I tried this, but it seems to make it go even further off, even if I try adjusting the initial rotation of the turret.

To make sure we’re on the same page, I’m basically trying to have the gun rotate on one axis as if you were moving the barrel along a protractor like the one attached. I don’t need to worry about any of the rest of it turning to face the mouse.
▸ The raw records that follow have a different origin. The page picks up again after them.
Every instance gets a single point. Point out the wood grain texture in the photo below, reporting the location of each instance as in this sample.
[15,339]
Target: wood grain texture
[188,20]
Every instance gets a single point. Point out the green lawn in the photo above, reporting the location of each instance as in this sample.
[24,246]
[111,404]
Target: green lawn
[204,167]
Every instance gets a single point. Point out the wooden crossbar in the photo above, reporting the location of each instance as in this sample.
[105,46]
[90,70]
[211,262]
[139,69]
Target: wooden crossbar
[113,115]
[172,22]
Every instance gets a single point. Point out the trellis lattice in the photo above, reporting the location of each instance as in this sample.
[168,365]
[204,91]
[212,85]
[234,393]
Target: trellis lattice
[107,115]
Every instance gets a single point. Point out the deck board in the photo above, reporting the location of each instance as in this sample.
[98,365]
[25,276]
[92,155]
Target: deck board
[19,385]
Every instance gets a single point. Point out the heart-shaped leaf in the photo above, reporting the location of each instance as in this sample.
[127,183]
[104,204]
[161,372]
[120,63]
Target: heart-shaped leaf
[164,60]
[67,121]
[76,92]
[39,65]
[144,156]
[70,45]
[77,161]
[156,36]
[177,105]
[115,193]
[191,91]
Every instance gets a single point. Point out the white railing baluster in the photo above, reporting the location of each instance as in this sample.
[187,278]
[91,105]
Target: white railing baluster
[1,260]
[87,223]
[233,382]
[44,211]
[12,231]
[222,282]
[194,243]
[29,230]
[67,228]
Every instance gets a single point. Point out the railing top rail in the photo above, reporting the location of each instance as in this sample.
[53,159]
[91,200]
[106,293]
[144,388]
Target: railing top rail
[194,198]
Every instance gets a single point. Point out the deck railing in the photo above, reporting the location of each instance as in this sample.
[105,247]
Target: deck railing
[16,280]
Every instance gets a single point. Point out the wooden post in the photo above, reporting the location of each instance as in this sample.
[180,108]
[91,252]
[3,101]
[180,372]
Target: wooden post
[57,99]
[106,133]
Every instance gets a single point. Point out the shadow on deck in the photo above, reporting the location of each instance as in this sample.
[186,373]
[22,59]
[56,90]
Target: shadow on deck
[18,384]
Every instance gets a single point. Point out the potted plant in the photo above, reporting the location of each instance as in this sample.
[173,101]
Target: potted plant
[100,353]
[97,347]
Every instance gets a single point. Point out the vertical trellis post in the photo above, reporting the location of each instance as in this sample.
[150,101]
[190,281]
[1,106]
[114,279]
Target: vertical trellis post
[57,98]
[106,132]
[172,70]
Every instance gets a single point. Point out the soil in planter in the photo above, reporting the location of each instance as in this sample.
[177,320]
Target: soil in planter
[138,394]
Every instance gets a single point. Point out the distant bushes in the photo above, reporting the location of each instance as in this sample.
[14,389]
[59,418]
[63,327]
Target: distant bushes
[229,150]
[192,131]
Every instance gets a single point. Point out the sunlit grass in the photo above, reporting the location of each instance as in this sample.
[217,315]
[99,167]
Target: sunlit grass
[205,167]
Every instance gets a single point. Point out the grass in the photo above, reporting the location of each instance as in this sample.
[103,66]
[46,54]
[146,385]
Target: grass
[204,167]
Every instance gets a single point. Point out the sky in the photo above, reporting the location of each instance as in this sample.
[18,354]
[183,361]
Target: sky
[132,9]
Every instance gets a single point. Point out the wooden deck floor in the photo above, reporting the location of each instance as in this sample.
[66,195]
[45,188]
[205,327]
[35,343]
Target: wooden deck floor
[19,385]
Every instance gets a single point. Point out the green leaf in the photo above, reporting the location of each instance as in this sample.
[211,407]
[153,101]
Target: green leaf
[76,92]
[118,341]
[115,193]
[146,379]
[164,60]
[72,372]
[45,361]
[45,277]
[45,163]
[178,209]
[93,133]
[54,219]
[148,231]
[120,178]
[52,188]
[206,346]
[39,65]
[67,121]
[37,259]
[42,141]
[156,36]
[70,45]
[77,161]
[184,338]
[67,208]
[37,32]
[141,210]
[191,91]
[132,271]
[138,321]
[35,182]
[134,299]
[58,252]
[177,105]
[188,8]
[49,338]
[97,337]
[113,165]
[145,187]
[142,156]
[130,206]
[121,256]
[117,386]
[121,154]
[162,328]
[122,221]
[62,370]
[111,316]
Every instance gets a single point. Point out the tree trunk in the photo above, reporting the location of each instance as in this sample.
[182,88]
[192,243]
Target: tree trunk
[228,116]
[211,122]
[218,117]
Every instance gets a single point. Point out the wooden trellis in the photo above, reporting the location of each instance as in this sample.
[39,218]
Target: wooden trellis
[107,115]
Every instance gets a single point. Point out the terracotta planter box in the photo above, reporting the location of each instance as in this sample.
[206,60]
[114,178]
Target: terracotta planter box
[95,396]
2844981--207741--protractor.gif

Oh thats rotating around the z-Axis then. if you are working in world space:
X-Axis = will tilt your gun up and down
Y-Axis = will spin it like a ballerina twilrling
Z-Axis turns it along the protractor

I think in that case its easier to ignore the world position of the mouse and instead get the screen position of your turret and use trig (specifically ArcTangent to get the angle betweeen the turret and the mouse position) Though again your turret starts pointing due left so we’ll have to take that into account.

This algorithm does this:

  • Find the screen Position of theTurret
  • Start with an Angle Rotation of 180, so our turret is lying on the positive X-Axis
  • Find the Angle between our turret and the mouse Position going counterclockWise from the X-Axis (Like normal Highschool math)
  • Subtract that angle from 180 and rotate our turret to that position
void Update()
{
       if (Input.GetMouseButtonUp(1))
       {
             float angle = 180f;
             angle -= GetAngleWithMousePosition();
             Vector3 eulerAngles = transform.rotation.eulerAngles;
             eulerAngles.z  = angle;
             transform.rotation = Quaternion.Euler(eulerAngles);
          }
}

// returns an angle based on Positive X-Axis going
// Going counterclockwise with the mouse position
// Normal HighSchool trig angle on Cartesian co-ordinates
float GetAngleWithMousePosition()
{
             // note if you never move your Camera or your turret, you can get this value one time in Awake or Start
             Vector2 screenPosition = Camera.main.WorldToScreenPoint(transform.position);
             float deltaX = Input.mousPosition.x - screenPosition.x;
             float deltaY = Input.mousePosition.y - screenPositin.y;
           
             if (deltaY <=0)
            {
                  // if its in the 4th quadrant just return 0
                  // we don't want to rotate the turret down
                  if (deltaX >=0)
                        return 0f;
                  // if it in the 3rd Quadrant just return 180
                  else
                      return 180f;
             }
             // Can't divide by 0
             if (Mathf.Approximately(deltaX,0f)
                   return 90;
             return Mathf.Atan(deltaY/deltaX);
}

Note this code just instantly rotates to the correct position. Once you get it working so it rotates to where you want you can work on a Coroutine to slowly rotate it.